Past in Perspective

Baba, why are daughters and sons not equal and alike in worth

If the daughter is older, you gnaw at her

Till she is reduced to the size of her brother

If the son is older,

then the daughter is reduced to a quarter, half, damaged.

–Nasreen Anjum Bhatti

 

Born in Quetta in 1943, Nasreen Anjum Bhatti was a bilingual poet, who wrote in both Urdu and Punjabi. In her poetry, she used entrenched Punjabi metaphors, styles, archetypes to produce a poetics of resistance against multiple structures of violence, be it the dominance of men, the exploitation of the poor or the dictatorship of General Zia’s regime. For example, when Zulfiqar Ali Bhutto was hanged in 1979, Bhatti wrote a very powerful, emotive poem titled “Me Bhutto Sagar Sindh Da” copying the style of Hafiz Barkhurdar’s Mirza Sahibaan. She was a staunch promoter of local languages and believed that the fullest expression of the self can only be achieved through one’s local language.

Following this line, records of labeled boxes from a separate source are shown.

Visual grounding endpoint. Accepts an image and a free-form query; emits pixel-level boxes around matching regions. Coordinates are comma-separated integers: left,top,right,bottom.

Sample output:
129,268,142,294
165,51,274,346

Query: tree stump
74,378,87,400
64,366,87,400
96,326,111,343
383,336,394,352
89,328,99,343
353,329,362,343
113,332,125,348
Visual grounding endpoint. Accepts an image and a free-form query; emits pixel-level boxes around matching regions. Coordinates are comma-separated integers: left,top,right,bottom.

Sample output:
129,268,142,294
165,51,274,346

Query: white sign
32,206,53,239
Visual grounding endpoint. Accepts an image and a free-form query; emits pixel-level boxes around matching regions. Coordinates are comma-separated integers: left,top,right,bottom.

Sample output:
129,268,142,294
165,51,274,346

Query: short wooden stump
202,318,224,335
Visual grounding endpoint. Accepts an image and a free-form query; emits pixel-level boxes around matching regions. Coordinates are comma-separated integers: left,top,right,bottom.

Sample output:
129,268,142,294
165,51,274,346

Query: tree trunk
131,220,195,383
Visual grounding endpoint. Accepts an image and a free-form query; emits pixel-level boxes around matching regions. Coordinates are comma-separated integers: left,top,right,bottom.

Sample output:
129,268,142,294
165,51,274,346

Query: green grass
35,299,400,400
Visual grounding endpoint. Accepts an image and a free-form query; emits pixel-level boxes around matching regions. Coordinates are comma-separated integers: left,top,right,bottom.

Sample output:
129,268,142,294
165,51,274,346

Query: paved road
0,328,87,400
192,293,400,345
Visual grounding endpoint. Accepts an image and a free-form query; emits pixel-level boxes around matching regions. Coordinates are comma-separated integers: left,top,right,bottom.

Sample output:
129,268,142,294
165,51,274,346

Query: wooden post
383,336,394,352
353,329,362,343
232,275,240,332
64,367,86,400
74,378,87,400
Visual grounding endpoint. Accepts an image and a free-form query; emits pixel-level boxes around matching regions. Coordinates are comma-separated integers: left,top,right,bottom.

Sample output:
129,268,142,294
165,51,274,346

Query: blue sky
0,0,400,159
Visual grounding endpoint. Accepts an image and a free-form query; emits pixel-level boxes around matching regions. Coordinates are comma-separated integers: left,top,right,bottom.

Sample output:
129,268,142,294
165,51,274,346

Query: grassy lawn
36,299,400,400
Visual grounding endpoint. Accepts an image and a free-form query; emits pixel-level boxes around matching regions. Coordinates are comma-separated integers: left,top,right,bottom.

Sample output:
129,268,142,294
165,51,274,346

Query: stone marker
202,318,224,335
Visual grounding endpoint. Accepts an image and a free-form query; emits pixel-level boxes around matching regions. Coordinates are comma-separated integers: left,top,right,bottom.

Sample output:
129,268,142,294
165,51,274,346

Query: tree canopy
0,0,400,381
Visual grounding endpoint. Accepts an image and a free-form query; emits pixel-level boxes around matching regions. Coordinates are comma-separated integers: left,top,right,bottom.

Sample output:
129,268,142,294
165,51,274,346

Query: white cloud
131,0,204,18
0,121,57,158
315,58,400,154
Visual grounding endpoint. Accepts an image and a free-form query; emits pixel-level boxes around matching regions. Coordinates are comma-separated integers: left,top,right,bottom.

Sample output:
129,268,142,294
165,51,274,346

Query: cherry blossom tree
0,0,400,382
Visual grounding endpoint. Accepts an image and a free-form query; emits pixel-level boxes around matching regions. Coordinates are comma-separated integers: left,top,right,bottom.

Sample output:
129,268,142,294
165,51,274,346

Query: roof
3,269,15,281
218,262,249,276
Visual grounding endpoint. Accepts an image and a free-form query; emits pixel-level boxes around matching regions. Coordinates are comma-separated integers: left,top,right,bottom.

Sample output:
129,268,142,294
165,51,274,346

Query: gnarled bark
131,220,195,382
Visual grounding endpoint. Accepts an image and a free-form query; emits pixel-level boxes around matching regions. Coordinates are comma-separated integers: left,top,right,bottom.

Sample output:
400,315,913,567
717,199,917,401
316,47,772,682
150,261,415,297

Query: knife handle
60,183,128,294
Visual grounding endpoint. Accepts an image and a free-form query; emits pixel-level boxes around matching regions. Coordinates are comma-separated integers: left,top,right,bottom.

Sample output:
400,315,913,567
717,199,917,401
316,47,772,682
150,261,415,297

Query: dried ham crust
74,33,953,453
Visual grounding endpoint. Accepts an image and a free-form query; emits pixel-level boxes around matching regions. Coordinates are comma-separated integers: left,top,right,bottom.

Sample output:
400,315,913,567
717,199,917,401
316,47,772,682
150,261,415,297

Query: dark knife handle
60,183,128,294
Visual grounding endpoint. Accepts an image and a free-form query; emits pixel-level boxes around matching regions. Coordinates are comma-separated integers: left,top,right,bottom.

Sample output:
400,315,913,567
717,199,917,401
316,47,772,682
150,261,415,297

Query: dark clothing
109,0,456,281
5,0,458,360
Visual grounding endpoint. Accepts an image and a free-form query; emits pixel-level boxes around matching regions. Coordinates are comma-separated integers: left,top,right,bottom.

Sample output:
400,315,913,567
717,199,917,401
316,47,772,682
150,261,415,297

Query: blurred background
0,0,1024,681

She struggled financially in the last years of her life before dying in 2016.

Right from our birth, we are taught ideas about language, gender and state. This socialization numbs multiple other ways of apprehending, understanding reality. The profound poetic works of Bhatti therefore surprise/ teach/ humanize us by unearthing those alternative truths, apprehensions in their fullness for us.